Zeca
Afonso, “Vampiros” (ao vivo no Coliseu de Lisboa), in https://www.youtube.com/watch?v=ZUEeBhhuUos
(Em véspera do dia do
trabalhador)
Os ricos são maus.
Egoístas. Avarentos. Tencionam empobrecer os que não fazem parte do escol.
Colocá-los à míngua. Para ser mais fácil tê-los na mão. Manobram os pobres para
aceitarem mais miséria – pois alguma miséria, por suposto ato bondoso dos
ricos, é preferível a uma miséria absoluta.
Os ricos são
maniqueístas. Gente boçal que ensimesma os lucros e detesta partilhar com quem
precisa. Os ricos, por serem a personificação do diabo na terra, deviam ser
castigados com todas as forças que só a uma entidade divina são dadas. Os
governos deviam ser a personificação dessa entidade entre os mortais. Os
governos deviam cuspir nos ricos. Fazer orelhas moucas sempre que os ricos
manobrassem nos interstícios, às escondidas dos holofotes, jogando no tabuleiro
das influências para deitarem a mão a regalias que lhes interessem. Os governos
deviam aplicar impostos muito elevados aos ricos, já que eles não interiorizam a
generosidade como imperativo da solidariedade social. E deviam proibir heranças
entre os ricos, para as regras do jogo serem mais justas e todos poderem
ambicionar melhores condições de vida, para todos poderem fazer cumprir os
sonhos que um não berço não deixava.
Os ricos querem explorar
os pobres, a começar pelos que estão ao seu serviço nas empresas de que são donos.
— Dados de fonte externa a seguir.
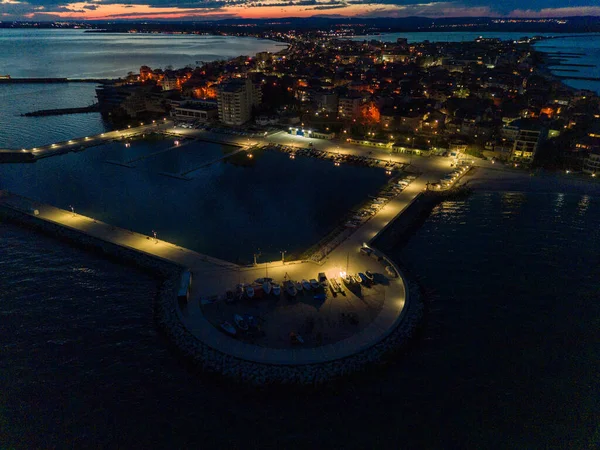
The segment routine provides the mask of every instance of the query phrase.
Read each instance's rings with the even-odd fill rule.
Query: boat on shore
[[[337,280],[335,278],[330,278],[329,279],[329,284],[331,285],[331,288],[333,289],[334,292],[342,292],[342,287],[340,286],[340,284],[337,282]]]
[[[371,282],[369,281],[369,279],[367,278],[367,276],[364,273],[359,272],[358,277],[360,278],[360,281],[362,284],[364,284],[366,286],[371,284]]]
[[[295,297],[296,294],[298,294],[298,290],[292,281],[286,281],[285,291],[292,297]]]
[[[246,323],[244,318],[242,316],[240,316],[239,314],[236,314],[233,316],[233,322],[240,330],[242,330],[242,331],[248,330],[248,324]]]
[[[272,289],[271,283],[269,281],[265,281],[263,283],[263,292],[266,295],[269,295],[271,293],[271,289]]]

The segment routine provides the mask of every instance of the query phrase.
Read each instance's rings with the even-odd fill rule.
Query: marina
[[[173,136],[181,133],[179,130],[168,132]],[[131,133],[141,131],[144,130]],[[187,143],[203,137],[201,131],[181,131],[181,139]],[[278,135],[269,136],[270,140],[276,138]],[[233,142],[241,143],[243,139]],[[223,354],[253,363],[303,366],[347,358],[384,340],[401,322],[410,299],[400,269],[370,243],[427,189],[432,177],[438,177],[435,163],[424,176],[422,169],[403,172],[407,165],[402,157],[386,160],[358,146],[334,153],[316,149],[314,144],[252,145],[259,151],[275,150],[264,155],[293,155],[293,160],[287,158],[290,164],[321,159],[331,164],[332,170],[337,169],[336,162],[348,169],[357,166],[357,170],[379,170],[387,176],[387,182],[383,189],[367,197],[363,206],[341,219],[343,227],[330,234],[328,242],[319,242],[308,259],[288,260],[282,254],[280,261],[257,262],[255,255],[254,263],[249,265],[215,259],[165,242],[156,235],[123,230],[14,194],[4,193],[2,206],[26,215],[37,211],[36,221],[59,224],[185,268],[184,275],[191,275],[185,275],[187,282],[181,281],[178,287],[178,320],[195,339]],[[175,147],[157,150],[148,157],[152,159]],[[40,150],[52,152],[52,146],[36,153]],[[138,156],[127,161],[131,164],[143,160],[143,156]],[[450,167],[444,167],[447,173]],[[257,353],[254,348],[261,351]]]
Os ricos desejam que os trabalhadores ganhem salários mais baixos por maiores
jornadas semanais de trabalho. Que ninguém lhes fale em distribuir lucros com
quem permitiu que lucros houvesse, que os trabalhadores só têm trabalho por
condescendência dos ricos.
Os ricos são burros: não
sabem que a opressão dos pobres fermenta os rudimentos da sublevação. E não
sabem nada de história – nem do catecismo marxista. Imersos nesta ignorância,
nem lobrigam a hipótese de revolta das massas, que pode acabar num trágico
destino para os haveres e para as pessoas dos ricos. Como são ignorantes e
dados à avareza, se alguém lhes sussurrar o risco que correm ficam em apoplexia
só de imaginarem que os haveres podem ser socializados.
E isto tudo, como generalização
que é, é tão nítido e incontestável como dizer que todos os barbudos ruivos e
gordos são canhestros e intelectualmente desonestos.